Question: Why have some in the past denied that the books of Matthew, Mark, Luke, and John are part of the New Testament?

Answer: Because they don't believe that Matthew 19:9 should be applied to marriage/divorce/marriage situations in this dispensation of time. But, following the example of Martin Luther with respect to the Book of James, if you reject Matthew 19:9, you must reject the whole book of Matthew. And if you reject Matthew, you must be consistent and reject Mark, Luke, and John because they are similar in content to Matthew.

Question: Why do some deny that the alien sinner is accountable (or amenable) to the law of Christ?

Answer: In order to relax the laws of marriage/divorce/ remarriage toward those alien sinners who are involved in a manage relationship which cannot be justified by the law of Christ.

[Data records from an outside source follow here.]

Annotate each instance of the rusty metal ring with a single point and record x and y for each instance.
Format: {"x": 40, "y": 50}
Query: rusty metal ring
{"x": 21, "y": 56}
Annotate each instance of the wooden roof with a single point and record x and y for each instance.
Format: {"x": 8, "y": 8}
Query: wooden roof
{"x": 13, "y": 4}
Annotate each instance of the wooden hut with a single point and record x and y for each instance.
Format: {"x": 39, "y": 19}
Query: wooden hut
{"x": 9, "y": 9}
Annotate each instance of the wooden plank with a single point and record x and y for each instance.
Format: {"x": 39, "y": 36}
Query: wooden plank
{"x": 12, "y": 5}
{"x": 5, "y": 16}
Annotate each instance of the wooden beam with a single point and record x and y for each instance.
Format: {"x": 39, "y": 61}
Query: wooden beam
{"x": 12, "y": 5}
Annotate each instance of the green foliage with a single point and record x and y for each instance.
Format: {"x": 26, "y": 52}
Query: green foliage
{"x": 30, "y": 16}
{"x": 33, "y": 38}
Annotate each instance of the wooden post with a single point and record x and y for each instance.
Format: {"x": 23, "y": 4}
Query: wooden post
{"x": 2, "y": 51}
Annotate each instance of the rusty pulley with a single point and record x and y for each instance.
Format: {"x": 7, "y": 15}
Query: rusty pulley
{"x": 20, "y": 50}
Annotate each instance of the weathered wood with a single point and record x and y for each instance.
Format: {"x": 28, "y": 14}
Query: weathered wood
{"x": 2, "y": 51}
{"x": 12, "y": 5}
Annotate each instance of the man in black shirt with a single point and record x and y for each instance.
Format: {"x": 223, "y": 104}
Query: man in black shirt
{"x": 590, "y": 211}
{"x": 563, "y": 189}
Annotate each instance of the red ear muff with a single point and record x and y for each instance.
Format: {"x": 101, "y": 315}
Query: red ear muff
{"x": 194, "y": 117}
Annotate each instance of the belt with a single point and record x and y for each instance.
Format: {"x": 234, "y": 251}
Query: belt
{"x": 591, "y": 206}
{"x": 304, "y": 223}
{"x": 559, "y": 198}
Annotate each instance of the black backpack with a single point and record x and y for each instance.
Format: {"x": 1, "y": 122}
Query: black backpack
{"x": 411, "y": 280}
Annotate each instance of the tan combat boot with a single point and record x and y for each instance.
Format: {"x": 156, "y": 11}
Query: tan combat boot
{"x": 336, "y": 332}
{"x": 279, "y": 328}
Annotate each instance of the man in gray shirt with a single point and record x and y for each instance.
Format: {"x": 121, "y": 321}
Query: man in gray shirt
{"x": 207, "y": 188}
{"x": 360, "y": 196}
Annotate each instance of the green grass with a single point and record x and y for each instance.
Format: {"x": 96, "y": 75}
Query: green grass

Question: Why are some brethren now demanding a "new hermeneutics" approach to the interpretation/application of the Scriptures?

Answer: Because the present and time-tested approach of direct command/approved apostolic example/necessary inference will not permit them to believe and do some of the things which are being advocated. And rather than make some of the same excuses listed above, or just throwaway the Bible entirely, they feel that they need to come up with some respectable approach that will justify what they have already decided they are going to do anyway.

Like the excuses for not attending the wedding feast, the above mentioned excuses for doing or not doing a thing are different, yet alike. When viewed separately, each may sound authentic to the one making the excuse, or to those around him.

Yet, when you look at that many excuses all at once, even those making the excuses will have to concede that "some" of them may not be valid, and certainly all of them cannot be, if we don't like the company we are keeping, and do not want to be involved in "guilt by association," then I would suggest that we stop trying to justify our-selves, our families, our friends, or some situation in a given congregation and act our doctrines and practices in harmony with the truth.

The Lord will not accept flimsy excuses for not attending the wedding feast and neither will we be blessed if we show up without a "wedding garment" (Matt. 22:11-14).

And if we can figure out what constitutes being espoused or married to Christ, and how to live a life of fidelity to him without committing spiritual fornication, we ought to be able to do the same with regard to marriage relationships here on this earth.